I sometimes wonder if they would have caught it earlier would my life be different. Would my child have sibling? Would I be able to be more active as I was before? Would our finances be better because we wouldn’t have had to pay all the hospital bills? Would I be stronger emotionally?
Sepsis changed me. My body is weaker. I worry if I have a fever. But it has also made me a stronger person for all that my family had to endure. I always tell people when they feel something is wrong with them to trust THEIR body! Doctors can be great, but I wish I would have pushed the doctors in the beginning to tell them this NOT right.
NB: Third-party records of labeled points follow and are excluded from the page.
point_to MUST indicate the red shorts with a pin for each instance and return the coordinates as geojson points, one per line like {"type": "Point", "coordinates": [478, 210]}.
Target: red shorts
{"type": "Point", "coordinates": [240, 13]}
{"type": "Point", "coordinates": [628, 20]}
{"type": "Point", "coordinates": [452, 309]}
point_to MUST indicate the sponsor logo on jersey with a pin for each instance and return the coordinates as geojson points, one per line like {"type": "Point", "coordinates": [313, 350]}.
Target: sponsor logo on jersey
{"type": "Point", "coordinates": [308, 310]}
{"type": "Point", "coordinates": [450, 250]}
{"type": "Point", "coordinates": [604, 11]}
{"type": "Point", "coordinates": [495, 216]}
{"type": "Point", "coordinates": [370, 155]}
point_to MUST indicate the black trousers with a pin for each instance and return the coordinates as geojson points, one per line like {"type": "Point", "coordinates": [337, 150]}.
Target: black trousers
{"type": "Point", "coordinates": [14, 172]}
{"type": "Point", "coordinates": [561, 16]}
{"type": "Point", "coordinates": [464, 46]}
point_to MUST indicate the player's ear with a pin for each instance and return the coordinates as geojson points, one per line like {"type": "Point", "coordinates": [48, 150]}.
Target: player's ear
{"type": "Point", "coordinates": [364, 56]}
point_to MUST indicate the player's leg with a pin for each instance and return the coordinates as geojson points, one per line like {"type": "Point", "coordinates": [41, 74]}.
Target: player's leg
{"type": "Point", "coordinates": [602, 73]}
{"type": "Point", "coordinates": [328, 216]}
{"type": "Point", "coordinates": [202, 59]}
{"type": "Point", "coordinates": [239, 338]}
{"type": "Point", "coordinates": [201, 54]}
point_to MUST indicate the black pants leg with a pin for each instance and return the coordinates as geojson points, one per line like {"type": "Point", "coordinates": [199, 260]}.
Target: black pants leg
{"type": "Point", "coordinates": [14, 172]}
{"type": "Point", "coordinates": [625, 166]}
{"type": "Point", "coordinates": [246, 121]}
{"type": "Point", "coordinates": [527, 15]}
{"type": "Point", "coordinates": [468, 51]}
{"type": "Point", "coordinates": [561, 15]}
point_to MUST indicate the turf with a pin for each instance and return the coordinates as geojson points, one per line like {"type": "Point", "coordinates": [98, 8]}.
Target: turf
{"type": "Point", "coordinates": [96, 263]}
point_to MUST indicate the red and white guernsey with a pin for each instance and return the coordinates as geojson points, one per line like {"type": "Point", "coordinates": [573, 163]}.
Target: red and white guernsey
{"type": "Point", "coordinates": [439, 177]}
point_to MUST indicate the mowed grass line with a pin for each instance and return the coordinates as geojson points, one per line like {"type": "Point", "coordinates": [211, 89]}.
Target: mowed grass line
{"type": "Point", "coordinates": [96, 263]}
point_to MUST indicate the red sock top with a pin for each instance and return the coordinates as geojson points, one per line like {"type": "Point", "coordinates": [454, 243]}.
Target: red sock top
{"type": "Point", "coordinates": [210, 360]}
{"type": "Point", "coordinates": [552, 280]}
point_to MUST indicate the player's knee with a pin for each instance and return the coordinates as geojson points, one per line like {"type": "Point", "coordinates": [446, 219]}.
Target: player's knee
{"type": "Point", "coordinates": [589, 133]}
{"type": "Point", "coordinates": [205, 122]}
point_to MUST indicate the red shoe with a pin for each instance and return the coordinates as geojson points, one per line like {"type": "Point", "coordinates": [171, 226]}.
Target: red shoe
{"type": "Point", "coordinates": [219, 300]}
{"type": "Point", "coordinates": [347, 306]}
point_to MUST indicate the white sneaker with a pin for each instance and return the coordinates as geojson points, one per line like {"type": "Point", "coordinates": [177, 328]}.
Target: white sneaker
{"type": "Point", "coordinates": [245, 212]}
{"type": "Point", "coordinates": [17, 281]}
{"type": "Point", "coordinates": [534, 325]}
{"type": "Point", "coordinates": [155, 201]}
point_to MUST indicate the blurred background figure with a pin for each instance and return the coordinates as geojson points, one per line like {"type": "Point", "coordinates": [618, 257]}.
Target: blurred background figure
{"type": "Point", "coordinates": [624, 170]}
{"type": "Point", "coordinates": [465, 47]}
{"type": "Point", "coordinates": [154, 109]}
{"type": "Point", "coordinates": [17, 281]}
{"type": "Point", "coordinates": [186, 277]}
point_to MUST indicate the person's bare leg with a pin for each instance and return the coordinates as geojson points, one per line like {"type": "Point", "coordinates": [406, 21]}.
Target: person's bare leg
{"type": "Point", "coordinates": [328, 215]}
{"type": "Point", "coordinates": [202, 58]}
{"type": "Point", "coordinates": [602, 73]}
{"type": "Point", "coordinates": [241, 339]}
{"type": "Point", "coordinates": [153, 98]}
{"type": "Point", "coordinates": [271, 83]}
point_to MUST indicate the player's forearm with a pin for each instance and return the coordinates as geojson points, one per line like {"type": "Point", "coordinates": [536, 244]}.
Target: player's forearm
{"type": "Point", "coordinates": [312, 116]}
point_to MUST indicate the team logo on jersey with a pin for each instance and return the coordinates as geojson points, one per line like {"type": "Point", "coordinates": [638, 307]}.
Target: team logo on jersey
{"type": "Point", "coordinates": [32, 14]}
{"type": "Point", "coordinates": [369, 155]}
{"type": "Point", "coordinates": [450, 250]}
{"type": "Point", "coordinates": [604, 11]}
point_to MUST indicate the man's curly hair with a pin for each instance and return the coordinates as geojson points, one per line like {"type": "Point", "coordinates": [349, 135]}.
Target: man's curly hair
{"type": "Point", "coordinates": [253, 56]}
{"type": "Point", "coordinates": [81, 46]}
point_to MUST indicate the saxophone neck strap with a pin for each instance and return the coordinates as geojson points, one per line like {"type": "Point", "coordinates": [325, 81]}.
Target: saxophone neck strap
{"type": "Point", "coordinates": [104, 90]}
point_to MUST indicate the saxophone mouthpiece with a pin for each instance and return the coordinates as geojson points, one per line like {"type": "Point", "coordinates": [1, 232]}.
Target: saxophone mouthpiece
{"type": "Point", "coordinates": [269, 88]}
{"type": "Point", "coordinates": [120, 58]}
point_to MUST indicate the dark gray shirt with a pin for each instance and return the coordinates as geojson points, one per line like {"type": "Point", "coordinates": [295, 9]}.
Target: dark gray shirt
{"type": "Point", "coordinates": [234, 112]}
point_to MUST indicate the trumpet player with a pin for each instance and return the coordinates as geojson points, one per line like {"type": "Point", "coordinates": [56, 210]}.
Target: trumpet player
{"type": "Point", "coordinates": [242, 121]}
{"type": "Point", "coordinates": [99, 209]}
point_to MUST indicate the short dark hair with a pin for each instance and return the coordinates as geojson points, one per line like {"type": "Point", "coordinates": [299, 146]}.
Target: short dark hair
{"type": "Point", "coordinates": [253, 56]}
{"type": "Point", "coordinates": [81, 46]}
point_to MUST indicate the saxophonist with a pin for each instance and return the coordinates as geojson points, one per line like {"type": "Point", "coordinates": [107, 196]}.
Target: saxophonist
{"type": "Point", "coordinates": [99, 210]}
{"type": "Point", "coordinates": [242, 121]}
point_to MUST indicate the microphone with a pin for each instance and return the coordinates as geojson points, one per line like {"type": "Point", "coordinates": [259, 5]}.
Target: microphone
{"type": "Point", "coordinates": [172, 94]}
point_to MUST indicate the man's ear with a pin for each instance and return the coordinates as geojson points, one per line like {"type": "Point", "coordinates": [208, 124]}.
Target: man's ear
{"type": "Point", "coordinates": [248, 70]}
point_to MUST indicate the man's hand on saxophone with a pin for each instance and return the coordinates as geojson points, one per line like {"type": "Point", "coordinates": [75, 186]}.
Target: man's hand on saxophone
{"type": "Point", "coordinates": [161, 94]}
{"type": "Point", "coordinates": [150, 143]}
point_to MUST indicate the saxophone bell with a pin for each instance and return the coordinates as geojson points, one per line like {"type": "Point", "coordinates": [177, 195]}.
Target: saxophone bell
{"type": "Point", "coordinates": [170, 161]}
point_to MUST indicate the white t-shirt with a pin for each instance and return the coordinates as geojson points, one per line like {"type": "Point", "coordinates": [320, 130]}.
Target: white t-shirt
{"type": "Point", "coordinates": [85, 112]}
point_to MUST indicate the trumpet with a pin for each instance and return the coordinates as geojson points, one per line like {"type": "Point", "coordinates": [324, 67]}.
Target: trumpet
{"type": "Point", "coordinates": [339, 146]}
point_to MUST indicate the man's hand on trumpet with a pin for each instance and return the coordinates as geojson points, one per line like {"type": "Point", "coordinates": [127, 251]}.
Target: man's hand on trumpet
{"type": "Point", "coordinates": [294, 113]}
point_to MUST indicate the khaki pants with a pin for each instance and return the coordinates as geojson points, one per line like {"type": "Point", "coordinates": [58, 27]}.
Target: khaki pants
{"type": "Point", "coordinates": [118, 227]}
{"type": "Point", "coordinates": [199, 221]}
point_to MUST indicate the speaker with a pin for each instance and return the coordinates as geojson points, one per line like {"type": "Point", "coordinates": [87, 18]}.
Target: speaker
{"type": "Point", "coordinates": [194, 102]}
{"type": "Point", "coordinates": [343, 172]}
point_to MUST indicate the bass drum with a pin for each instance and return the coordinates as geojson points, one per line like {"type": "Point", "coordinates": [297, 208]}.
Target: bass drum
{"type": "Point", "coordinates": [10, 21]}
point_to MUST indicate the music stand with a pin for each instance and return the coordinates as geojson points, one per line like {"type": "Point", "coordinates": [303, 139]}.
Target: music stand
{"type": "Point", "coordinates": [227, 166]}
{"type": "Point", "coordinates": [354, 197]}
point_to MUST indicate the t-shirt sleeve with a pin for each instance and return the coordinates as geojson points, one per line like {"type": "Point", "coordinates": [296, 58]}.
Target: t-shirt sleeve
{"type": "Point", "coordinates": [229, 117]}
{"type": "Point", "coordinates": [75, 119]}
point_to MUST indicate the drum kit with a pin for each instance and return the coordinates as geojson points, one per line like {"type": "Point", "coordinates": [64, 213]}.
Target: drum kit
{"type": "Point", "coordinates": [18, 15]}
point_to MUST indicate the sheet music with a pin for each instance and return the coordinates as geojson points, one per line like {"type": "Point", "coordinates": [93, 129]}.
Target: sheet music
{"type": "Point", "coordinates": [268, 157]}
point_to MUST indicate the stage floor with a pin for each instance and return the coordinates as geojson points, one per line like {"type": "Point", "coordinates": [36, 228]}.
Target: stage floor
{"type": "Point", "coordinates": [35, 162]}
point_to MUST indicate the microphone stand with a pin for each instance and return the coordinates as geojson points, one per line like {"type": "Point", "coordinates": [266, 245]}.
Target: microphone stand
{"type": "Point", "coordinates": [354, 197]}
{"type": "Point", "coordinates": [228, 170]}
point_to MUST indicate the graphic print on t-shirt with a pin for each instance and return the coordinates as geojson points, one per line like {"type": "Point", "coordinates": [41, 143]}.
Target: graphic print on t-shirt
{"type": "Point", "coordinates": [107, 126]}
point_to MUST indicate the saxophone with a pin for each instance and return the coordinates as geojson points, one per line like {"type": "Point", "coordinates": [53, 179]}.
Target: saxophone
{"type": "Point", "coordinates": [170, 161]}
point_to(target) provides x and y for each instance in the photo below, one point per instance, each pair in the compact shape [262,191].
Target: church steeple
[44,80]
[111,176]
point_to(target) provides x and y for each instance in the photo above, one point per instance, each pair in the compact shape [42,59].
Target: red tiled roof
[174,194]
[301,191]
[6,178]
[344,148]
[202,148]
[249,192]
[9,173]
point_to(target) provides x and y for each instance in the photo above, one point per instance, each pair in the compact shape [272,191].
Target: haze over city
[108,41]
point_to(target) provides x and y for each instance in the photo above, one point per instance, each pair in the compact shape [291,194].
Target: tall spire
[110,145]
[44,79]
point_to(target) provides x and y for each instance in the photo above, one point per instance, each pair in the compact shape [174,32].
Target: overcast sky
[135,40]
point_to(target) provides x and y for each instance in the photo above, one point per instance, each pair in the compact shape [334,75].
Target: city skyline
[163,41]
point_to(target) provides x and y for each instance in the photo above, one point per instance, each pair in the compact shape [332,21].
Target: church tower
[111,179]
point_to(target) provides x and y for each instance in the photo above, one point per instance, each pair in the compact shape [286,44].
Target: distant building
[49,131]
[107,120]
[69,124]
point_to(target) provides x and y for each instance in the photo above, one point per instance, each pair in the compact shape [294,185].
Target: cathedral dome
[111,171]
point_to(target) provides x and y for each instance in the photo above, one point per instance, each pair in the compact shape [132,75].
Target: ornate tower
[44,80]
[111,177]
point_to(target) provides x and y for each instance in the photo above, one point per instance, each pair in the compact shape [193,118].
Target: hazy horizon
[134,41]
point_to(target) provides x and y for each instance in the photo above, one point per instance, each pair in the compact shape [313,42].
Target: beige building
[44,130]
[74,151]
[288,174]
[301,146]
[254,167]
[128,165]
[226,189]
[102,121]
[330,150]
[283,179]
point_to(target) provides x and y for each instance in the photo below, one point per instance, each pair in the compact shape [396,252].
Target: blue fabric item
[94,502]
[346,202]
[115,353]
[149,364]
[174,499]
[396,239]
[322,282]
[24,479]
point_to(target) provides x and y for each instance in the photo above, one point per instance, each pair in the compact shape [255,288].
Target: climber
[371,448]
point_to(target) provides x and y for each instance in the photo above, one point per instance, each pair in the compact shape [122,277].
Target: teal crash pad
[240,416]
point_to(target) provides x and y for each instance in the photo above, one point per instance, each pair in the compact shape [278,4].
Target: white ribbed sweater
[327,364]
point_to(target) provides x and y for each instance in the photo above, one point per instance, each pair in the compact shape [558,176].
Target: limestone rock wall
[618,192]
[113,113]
Every chance I can, I tell people my story. They may not want to hear it, but one day it could save their life, or the life of one of their loved ones. I especially feel that younger people need to know about Sepsis. We need to educate doctors, nurses, students, physician assistants, etc on the signs. If my condition would have been caught earlier, my life could be A LOT different. I am so glad that my body was a fighter and that I was blessed with that team of doctors in Chicago who did not give up on me. Whenever I see them know for annual check-ups they always say “You are one lucky lady.” And I truly believe that.
In the summer of 2012 I spoke with Illinois Public Radio about Sepsis during Sepsis Awareness Month.